4 thoughts on “UK Losing Patients: Hospitals Face Power Cuts When Wind Power Output Drops

  1. In effort to control contamination most hospitals use hermetically sealed environments where windows do not open and doors automatically close; the Royal London Hospital even purifies the air. Air conditioning tends to circulate air through rooms and buildings, passing through some kind of filter. Imagine what patients will have to endure if the air conditioning in these sealed buildings and rooms is turned off and no windows may be opened to freshen the air.

    Great Britain endured air raid bombings, rationing and all kinds of hardship during war times but I bet they have never before been asked to sacrifice their hospital or vital amenity, energy usage during peace-time. If it is presented to cash-strapped hospitals that money will be saved through ‘demand side response’ practices, how much discomfort is considered acceptable to the patients welfare? To endure the stuffiness or heat or cold for an hour, a morning, a day, what will be acceptable?

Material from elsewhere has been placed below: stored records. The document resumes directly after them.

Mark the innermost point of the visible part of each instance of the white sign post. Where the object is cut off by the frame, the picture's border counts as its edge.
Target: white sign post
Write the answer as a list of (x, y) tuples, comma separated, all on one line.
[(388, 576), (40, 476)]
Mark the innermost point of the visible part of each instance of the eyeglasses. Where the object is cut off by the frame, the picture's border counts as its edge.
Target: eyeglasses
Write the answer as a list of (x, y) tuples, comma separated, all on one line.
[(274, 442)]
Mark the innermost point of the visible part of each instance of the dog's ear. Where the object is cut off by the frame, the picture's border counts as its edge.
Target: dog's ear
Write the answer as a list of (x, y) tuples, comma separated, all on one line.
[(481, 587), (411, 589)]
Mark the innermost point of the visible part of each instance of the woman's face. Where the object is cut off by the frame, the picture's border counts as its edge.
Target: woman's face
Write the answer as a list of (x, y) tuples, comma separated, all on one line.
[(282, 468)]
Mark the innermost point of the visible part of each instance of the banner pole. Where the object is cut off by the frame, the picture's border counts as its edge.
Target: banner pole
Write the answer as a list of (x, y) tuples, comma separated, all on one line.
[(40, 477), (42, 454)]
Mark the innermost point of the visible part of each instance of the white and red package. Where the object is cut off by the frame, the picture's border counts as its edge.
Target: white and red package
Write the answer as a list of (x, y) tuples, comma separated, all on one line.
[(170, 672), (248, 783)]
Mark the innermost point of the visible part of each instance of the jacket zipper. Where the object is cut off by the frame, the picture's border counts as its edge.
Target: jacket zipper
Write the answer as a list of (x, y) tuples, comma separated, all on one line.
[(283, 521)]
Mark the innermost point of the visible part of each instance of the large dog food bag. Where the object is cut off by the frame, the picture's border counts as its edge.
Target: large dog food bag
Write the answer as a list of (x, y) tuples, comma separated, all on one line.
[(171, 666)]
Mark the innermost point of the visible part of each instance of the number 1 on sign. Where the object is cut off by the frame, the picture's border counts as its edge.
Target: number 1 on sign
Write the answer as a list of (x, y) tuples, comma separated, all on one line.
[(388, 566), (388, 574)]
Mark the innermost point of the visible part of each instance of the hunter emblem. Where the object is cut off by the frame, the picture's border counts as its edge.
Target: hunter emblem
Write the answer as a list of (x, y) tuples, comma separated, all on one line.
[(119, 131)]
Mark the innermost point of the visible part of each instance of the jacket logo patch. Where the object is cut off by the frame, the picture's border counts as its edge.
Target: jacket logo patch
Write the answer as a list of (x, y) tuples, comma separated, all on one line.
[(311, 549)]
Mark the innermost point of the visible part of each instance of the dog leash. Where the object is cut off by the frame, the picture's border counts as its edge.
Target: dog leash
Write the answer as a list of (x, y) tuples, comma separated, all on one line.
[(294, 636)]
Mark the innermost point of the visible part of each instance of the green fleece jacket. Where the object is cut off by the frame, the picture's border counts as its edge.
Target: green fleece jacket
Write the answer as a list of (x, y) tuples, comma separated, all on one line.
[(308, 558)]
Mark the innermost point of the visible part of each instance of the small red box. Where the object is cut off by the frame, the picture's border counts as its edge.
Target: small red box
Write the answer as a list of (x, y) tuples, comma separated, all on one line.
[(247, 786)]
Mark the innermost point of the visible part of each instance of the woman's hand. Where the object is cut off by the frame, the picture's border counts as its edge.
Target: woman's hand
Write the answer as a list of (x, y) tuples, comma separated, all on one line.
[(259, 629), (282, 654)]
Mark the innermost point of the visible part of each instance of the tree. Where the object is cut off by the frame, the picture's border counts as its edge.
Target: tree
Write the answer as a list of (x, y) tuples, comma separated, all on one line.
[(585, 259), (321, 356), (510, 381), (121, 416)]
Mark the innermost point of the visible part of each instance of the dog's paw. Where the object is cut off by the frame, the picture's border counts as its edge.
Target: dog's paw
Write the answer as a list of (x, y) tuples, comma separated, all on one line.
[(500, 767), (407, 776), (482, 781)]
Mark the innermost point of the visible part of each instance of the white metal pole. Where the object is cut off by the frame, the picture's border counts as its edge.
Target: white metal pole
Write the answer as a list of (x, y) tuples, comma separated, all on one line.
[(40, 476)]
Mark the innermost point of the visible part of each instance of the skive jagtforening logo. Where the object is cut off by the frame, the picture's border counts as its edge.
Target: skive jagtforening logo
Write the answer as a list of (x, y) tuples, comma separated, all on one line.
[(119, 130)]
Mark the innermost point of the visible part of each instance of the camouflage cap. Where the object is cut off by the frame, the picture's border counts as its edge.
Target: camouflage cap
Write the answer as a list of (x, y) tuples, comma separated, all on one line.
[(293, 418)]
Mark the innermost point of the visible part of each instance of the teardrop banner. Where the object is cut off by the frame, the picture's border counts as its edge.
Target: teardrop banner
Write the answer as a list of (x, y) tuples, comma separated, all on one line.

Will critical, near death or wealthy patients have air con and others not? And if air con is deemed a risk free loss, hospital planners will need to think ahead and for the sake of infection control and a breath of clean, fresh air….allow the windows to be cracked open a tad. Or better still, just stop the wind energy hardship.

  2. Hi,

    I started a petition “SA PREMIER JAY WEATHERILL : Demand the resignation of the Energy Minister for HIGH POWER PRICES CAUSING SA’s JOBS CRISIS and also 15,000 household POWER DISCONNECTIONS, frequent POWER BLACKOUTS and the JULY 2016 POWER CRISIS” and wanted to see if you could help by adding your name.

    Our goal is to reach 100 signatures and we need more support.

    You can read more and sign the petition here:

    https://www.change.org/p/sa-premier-jay-weatherill-demand-the-resignation-of-the-energy-minister-for-high-power-prices-causing-sa-s-jobs-crisis-and-also-15-000-household-power-disconnections-frequent-power-blackouts-and-the-july-2016-power-crisis?recruiter=135406845&utm_source=share_petition&utm_medium=email&utm_campaign=share_email_responsive

    Please share this petition with anyone you think may be interested in signing it.

    Thankyou for your time.

  3. OK, but if they have to use their diesel backup more often doesn’t diesel produce CO2 emissions?
    Reducing use by reducing temperatures may be helpful but how low will they need to go to make it worthwhile as use by others increases because there is more in the grid.
    Maybe Parliament could reduce their energy use by collecting all that hot air they keep producing and direct it for use in keeping their lights on.